Prime Minister Theresa May defended her controversial manifesto promise to bring net migration down to the tens of thousands.
May tonight denied accusations made by former chancellor George Osborne that her senior team does not support the policy.
Speaking in an interview with Andrew Neil on the BBC this evening, May said:
People do support the immigration target and what they’re supporting is the view of the British people. That’s what we’re supporting. Because the British people want to see us controlling migration.
May was also forced to explain her decision to take a u-turn on the Conservatives' social care promises, saying “we have not re-written the manifesto”.
The Conservatives have made proposals that could mean elderly people in care pay until their assets, including property, fall to £100,000. The policy has been branded "death tax" by other political parties.

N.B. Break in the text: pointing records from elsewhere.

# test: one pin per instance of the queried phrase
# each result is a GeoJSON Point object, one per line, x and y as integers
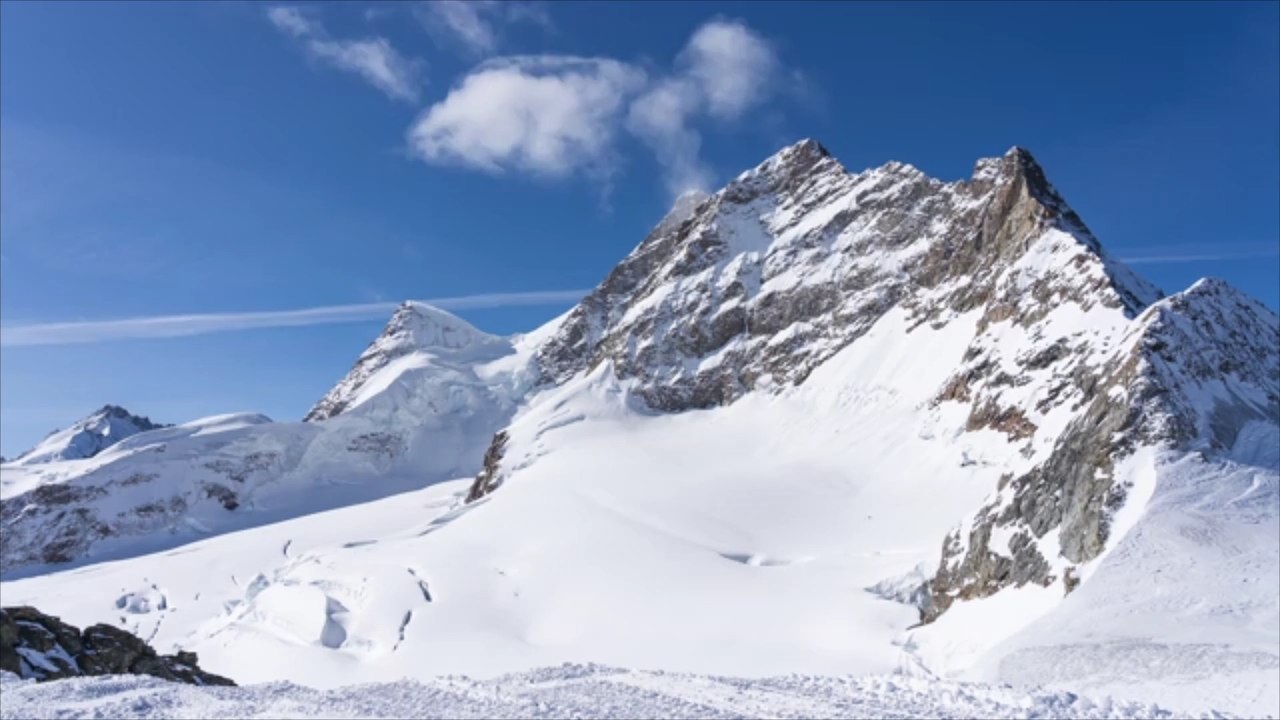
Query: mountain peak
{"type": "Point", "coordinates": [420, 326]}
{"type": "Point", "coordinates": [414, 328]}
{"type": "Point", "coordinates": [88, 436]}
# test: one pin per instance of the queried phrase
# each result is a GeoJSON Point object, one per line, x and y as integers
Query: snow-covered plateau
{"type": "Point", "coordinates": [824, 443]}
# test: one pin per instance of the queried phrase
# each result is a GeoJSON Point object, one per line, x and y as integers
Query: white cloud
{"type": "Point", "coordinates": [734, 67]}
{"type": "Point", "coordinates": [186, 326]}
{"type": "Point", "coordinates": [548, 115]}
{"type": "Point", "coordinates": [476, 24]}
{"type": "Point", "coordinates": [292, 21]}
{"type": "Point", "coordinates": [661, 119]}
{"type": "Point", "coordinates": [556, 115]}
{"type": "Point", "coordinates": [373, 59]}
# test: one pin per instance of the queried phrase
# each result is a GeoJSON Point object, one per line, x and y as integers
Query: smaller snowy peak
{"type": "Point", "coordinates": [88, 436]}
{"type": "Point", "coordinates": [1215, 352]}
{"type": "Point", "coordinates": [414, 328]}
{"type": "Point", "coordinates": [423, 326]}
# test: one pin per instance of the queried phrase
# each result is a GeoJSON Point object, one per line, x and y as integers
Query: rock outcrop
{"type": "Point", "coordinates": [42, 647]}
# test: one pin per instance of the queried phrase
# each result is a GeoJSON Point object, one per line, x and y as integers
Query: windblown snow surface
{"type": "Point", "coordinates": [570, 691]}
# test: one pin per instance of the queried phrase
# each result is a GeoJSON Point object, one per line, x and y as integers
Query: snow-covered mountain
{"type": "Point", "coordinates": [417, 408]}
{"type": "Point", "coordinates": [87, 437]}
{"type": "Point", "coordinates": [807, 414]}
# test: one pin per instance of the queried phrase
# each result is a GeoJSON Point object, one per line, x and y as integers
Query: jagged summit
{"type": "Point", "coordinates": [800, 245]}
{"type": "Point", "coordinates": [88, 436]}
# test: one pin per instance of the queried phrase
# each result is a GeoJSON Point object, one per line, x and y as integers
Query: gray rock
{"type": "Point", "coordinates": [42, 647]}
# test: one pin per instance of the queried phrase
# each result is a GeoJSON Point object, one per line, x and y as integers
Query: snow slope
{"type": "Point", "coordinates": [420, 414]}
{"type": "Point", "coordinates": [568, 691]}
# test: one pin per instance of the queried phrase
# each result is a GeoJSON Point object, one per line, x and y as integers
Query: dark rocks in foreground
{"type": "Point", "coordinates": [42, 647]}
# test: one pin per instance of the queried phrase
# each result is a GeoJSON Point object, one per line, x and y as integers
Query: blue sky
{"type": "Point", "coordinates": [182, 158]}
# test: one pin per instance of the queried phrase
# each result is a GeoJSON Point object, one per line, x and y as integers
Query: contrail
{"type": "Point", "coordinates": [202, 323]}
{"type": "Point", "coordinates": [1197, 253]}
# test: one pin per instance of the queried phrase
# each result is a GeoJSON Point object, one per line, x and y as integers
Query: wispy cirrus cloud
{"type": "Point", "coordinates": [725, 69]}
{"type": "Point", "coordinates": [374, 59]}
{"type": "Point", "coordinates": [1197, 253]}
{"type": "Point", "coordinates": [476, 26]}
{"type": "Point", "coordinates": [204, 323]}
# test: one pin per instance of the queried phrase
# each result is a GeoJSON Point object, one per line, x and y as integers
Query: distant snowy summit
{"type": "Point", "coordinates": [88, 436]}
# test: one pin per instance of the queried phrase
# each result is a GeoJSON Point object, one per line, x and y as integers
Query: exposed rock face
{"type": "Point", "coordinates": [766, 279]}
{"type": "Point", "coordinates": [489, 479]}
{"type": "Point", "coordinates": [1074, 359]}
{"type": "Point", "coordinates": [1192, 372]}
{"type": "Point", "coordinates": [87, 437]}
{"type": "Point", "coordinates": [42, 647]}
{"type": "Point", "coordinates": [798, 258]}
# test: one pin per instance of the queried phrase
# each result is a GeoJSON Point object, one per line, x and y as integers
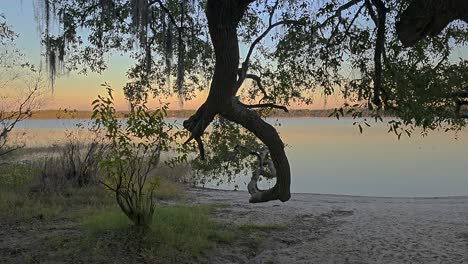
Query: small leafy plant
{"type": "Point", "coordinates": [135, 147]}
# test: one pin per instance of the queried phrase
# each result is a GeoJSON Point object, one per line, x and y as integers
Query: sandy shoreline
{"type": "Point", "coordinates": [344, 229]}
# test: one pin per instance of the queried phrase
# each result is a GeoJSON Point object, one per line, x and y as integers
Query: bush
{"type": "Point", "coordinates": [134, 153]}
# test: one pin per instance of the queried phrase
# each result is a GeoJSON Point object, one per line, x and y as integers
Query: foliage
{"type": "Point", "coordinates": [226, 155]}
{"type": "Point", "coordinates": [134, 152]}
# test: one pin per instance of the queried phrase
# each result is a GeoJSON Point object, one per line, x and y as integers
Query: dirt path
{"type": "Point", "coordinates": [344, 229]}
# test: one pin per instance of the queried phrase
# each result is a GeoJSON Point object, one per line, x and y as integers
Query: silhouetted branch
{"type": "Point", "coordinates": [267, 105]}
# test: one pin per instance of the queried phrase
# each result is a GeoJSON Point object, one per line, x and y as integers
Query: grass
{"type": "Point", "coordinates": [184, 231]}
{"type": "Point", "coordinates": [85, 225]}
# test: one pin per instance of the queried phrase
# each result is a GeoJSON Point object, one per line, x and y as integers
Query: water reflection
{"type": "Point", "coordinates": [331, 156]}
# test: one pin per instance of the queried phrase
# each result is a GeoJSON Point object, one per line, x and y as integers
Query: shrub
{"type": "Point", "coordinates": [134, 152]}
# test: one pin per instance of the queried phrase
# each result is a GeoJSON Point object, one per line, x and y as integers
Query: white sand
{"type": "Point", "coordinates": [345, 229]}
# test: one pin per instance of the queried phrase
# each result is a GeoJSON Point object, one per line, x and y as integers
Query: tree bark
{"type": "Point", "coordinates": [223, 19]}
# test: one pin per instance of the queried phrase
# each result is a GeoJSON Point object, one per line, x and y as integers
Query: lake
{"type": "Point", "coordinates": [331, 156]}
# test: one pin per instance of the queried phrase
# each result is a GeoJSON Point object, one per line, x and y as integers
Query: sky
{"type": "Point", "coordinates": [75, 91]}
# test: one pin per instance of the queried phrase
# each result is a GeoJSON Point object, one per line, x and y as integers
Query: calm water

In Wales earlier today, May said the government will consult on social care reforms, and will consider introducing an "absolute cap" on the cost of care.
"Nothing has changed on the principles on social care policy that I set out in our manifesto," she said.
She said the promise of a consultation was in response to "scaremongering" by other parties and that Labour leader Jeremy Corbyn was trying to “sneak into number 10...by playing on fears, by misrepresenting our policy”.
Some polls have shown the Conservatives' lead has fallen into the single-digit figures following the party's manifesto launch. However, May said there was "only one poll that counts in any election campaign".